What these two tables tell us is interesting. The gross GDP list tells us who the big players seem to be, and the second tells us which ones are too poor to really present a powerful competitive threat to anybody else on the list.

For example, India makes the tally of economic giants only if the first list is considered. They have an impressive $2.01 trillion dollar GDP, but that only works out to $1,489 per person.

Should the number one country on list one (the USA) need to worry about the economic threat posed by India. I wouldn't think so. Should they worry about China as a competitor, or Brazil, or Russia?

These countries really don't fill the same kind of niche that the USA does, or that the USA wants to fill.

Who then, are the competitive economic super power?

Let's drop the poor nations off. This leaves;

1 USA
2 Japan
3 Germany
4 France
5 UK
6 Italy
7 Canada

The idea should be competition between these nations.

Right-wing people in North America (Canada and the USA) think the way to compete is to cut social programs. This is quite ridiculous.

All except the USA have universal health care, and by not having it has not allowed the USA to pull ahead.

Let's say one of these countries decides to ditch all social programs. For argument, let's make that country be Canada.

We would become a nation of unprotected workers, old people needing to work until they drop, no consumer protection, or environmental programs, or job security. It doesn't sound like a very pleasant place to live or to work. Countries without social programs do not exist on the top 7 list at all. They are all much, much farther down the list, and are relatively insignificant.

I took both of my lists from nationmaster.com, which gets all of their information from the CIA World Fact-book.

You can keep going down the list of top GDP countries, and match that with the list for GDP per capita.
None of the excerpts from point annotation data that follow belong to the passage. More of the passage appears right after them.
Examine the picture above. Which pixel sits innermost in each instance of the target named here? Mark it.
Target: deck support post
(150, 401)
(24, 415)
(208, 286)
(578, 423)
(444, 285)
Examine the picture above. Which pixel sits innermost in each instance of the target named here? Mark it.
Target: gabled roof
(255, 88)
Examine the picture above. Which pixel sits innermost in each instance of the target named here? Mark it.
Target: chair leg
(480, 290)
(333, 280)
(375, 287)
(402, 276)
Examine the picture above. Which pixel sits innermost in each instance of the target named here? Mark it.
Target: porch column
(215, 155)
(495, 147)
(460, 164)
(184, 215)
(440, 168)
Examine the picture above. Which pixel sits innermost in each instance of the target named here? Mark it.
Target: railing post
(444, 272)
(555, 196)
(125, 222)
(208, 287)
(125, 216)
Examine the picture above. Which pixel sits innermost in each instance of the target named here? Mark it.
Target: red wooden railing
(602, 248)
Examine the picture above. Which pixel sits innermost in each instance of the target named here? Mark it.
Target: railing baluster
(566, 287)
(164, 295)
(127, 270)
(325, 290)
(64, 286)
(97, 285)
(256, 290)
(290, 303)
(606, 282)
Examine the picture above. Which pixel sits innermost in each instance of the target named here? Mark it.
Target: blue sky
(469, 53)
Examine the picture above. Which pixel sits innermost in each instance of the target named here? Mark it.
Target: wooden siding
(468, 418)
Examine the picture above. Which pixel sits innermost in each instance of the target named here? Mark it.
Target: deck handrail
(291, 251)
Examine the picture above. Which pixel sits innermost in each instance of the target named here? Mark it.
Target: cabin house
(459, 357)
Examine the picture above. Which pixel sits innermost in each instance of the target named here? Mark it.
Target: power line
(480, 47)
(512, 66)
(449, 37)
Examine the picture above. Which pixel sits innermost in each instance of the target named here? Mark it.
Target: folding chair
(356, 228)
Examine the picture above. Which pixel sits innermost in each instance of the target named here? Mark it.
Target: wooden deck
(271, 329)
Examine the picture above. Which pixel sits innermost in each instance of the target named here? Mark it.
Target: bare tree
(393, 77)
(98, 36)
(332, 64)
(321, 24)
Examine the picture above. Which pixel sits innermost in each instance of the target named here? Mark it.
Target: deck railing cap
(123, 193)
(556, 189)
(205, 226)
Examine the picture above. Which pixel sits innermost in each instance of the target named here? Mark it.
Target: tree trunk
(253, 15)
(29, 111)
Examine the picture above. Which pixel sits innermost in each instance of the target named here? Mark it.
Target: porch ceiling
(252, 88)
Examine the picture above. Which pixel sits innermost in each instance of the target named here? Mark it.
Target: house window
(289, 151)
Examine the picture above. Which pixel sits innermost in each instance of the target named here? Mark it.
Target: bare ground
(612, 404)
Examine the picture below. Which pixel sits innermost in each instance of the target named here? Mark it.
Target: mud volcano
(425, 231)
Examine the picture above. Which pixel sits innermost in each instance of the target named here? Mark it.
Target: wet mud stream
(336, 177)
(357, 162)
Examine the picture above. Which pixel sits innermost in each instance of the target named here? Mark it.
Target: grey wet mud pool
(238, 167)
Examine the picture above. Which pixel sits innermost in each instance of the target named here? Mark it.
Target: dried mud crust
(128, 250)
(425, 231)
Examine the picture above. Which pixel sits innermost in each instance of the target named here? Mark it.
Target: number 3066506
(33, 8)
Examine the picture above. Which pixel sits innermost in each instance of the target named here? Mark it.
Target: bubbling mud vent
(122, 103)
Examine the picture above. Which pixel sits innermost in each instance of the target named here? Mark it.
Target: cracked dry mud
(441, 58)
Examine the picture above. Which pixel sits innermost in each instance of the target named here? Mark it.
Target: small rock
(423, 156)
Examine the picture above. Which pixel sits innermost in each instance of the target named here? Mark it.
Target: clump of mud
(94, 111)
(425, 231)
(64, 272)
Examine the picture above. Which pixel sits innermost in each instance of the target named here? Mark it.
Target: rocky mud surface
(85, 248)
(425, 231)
You will not find any country that is both significant overall, and on a per-person basis without strong social programs.

Perhaps both left and right-leaning people should adopt some sort of level-playing-field view of social programs.

Let's say one of those countries decides to give every citizen a summer home in the tropics, they should say to themselves, "this is out of line with what our competitors are doing, and will likely hurt us." A country resisting universal health care should also say, "this is out of line, and will hurt our people, and hurt our ability to compete as result."

Welfare? Same test. Giving the needy $1,000,000 a year is out of line and is too much, just as providing the poor with nothing is also out of line, and too little.